The Campaign for Prison Phone Justice is a national effort challenging prison phone kickbacks and the U.S. Prison Telephone Industry. The campaign is jointly led by: Media Action Grassroots Network, Working Narratives, Prison Legal News and Participant Media as part of the social action campaign for Ava Duvernay's film Middle of Nowhere.
As the crowd chanted, "Fair rates! Now!" I felt warm despite the breeze that whipped through the courtyard outside the Federal Communications Office in Washington, DC. Around 75 people gathered from across state lines and political beliefs to rally for "Strong Families, Safe Communities." Put another way, we were all standing in person to urge the FCC to lower the cost of prison phone calls by taking action on the Wright Petition.
The rally was a mix of inspiration, encouragement, celebration and truth telling. On both ends of the rally, religious leaders led us in faithful call for an end to policies that victimize poor families. The crowd also joined the lovely-voiced singer Kenyatta Hardison in uplifting songs to open and close the gathering.
It was incredible to hear the remarks of prison phone justice ally, FCC Commissioner Mignon Clyburn. She announced to the excited crowd that the FCC has, at last, decided to circulate a Notice of Proposed Rulemaking on the Wright Petition – this is bringing us a step closer to victory in the fight to end the high cost of interstate prison phone calls.
And it was wonderful to see people from Some Of Us, the Prison Policy Initiative, Participant Media and the Campaign for Prison Phone Justice submit pages filled with 40,000 signatures from people in support of the Wright Petition. There’s no denying it when you see four huge binders brimming with paper: the voices of prisoners, their families and allies are speaking loud and clear. I also learned today that many of the people who signed onto the petition were not directly touched by incarceration but were compelled to support phone justice as a human rights issue.
As fantastic as it is to hear the remarks from policy makers and elected officials at an event like this, the most important thing to me is always hearing the stories of the people most impacted by the injustice that we are fighting to change – in this case, prisoners, former prisoners and their families. Lillie Branch-Kennedy shared that she and her husband spent literally $10,000 in phone calls with their son during the first four years of his incarceration. They estimate that the total is now around $25,000. Keith DeBlasio also shared the exorbitant fees that his mother had to pay to talk to him while he was in prison and stressed the positive impact lowering the cost of calls would have on communities by lowering recidivism.
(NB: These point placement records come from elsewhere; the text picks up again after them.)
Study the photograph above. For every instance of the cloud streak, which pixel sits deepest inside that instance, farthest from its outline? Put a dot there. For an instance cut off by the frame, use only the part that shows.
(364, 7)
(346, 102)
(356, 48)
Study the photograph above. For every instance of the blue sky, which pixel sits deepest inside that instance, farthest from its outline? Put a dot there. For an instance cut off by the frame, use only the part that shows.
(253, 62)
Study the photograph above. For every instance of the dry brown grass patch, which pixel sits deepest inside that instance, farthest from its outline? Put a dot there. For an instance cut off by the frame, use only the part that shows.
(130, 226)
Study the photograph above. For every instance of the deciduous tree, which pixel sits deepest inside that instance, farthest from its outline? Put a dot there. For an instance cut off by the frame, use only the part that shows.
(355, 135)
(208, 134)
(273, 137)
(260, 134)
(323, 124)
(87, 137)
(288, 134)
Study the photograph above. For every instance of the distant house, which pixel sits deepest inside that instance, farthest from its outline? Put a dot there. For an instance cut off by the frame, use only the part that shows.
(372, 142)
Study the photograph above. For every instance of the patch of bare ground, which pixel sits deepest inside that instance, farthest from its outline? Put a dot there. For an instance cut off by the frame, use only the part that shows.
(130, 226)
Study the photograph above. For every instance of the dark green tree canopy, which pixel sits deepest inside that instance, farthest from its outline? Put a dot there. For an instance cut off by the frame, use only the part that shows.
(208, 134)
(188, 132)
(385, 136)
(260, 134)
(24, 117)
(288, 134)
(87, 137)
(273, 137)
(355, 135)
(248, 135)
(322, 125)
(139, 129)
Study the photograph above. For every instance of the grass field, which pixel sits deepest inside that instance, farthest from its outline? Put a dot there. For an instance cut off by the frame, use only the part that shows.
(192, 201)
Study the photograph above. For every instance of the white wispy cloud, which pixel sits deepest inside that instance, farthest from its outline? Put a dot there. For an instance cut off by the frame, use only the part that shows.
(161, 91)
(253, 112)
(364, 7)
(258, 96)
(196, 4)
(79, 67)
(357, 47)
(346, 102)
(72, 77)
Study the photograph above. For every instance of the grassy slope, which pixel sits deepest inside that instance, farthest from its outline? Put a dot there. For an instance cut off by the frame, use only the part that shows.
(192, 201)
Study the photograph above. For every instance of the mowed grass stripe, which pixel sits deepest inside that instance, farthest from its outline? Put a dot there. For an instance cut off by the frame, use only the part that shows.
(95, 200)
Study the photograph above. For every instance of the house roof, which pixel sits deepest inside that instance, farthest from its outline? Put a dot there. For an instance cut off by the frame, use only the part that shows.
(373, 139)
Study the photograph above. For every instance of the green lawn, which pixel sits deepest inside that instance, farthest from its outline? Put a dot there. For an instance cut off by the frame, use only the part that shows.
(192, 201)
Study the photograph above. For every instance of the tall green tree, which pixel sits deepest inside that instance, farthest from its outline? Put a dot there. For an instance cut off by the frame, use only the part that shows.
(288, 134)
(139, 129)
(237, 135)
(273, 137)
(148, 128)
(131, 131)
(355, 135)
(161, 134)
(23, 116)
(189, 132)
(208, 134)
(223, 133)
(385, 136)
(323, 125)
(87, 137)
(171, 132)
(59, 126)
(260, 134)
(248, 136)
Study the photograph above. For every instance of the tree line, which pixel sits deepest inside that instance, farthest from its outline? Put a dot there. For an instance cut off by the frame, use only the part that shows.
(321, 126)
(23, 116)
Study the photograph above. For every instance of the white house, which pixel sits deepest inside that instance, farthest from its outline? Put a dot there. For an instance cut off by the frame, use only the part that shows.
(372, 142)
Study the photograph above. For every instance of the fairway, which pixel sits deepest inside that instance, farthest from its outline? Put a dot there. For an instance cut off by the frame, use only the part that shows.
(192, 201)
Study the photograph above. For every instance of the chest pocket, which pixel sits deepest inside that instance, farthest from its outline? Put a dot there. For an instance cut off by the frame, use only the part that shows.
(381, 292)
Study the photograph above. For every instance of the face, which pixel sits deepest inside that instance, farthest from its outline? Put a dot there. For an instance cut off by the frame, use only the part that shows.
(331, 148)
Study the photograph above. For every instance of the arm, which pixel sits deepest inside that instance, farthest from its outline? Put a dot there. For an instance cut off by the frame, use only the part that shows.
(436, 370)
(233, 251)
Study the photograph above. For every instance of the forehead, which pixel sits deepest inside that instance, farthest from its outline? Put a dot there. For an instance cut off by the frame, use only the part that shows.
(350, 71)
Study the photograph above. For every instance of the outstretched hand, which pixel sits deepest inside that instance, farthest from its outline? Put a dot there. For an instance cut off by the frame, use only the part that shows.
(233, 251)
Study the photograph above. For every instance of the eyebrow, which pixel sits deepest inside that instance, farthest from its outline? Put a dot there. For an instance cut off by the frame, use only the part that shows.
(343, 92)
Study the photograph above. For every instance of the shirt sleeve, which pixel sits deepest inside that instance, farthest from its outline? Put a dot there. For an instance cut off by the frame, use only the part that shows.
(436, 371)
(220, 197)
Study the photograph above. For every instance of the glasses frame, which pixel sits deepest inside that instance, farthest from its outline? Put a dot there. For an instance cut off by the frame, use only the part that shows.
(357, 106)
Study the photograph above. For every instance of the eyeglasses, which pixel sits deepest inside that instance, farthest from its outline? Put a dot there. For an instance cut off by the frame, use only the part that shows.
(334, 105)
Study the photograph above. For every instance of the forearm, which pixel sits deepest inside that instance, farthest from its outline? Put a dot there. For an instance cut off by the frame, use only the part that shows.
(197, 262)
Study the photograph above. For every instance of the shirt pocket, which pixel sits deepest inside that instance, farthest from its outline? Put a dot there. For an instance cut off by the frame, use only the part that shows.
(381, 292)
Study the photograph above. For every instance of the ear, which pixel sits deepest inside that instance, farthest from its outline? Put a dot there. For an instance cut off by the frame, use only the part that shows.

The message at the Strong Families, Safe Communities rally was clear: we can come together across our differences to fight for fair phone rates for prisoners and their loved ones. The predatory, dehumanizing system of exorbitant rates and kickbacks has to stop. We also stood together in conveying a message of thanks for our allies at the FCC, the people and organizations on the ground fighting for prison phone justice, and all the people that came before us.
Mel Motel works as a researcher, paralegal, and sometimes writer at the Human Rights Defense Center/Prison Legal News, a member of the Campaign for Prison Phone Justice; outside of the office, she is a high school educator and member of the Criminal Justice Initiative donor/activist circle.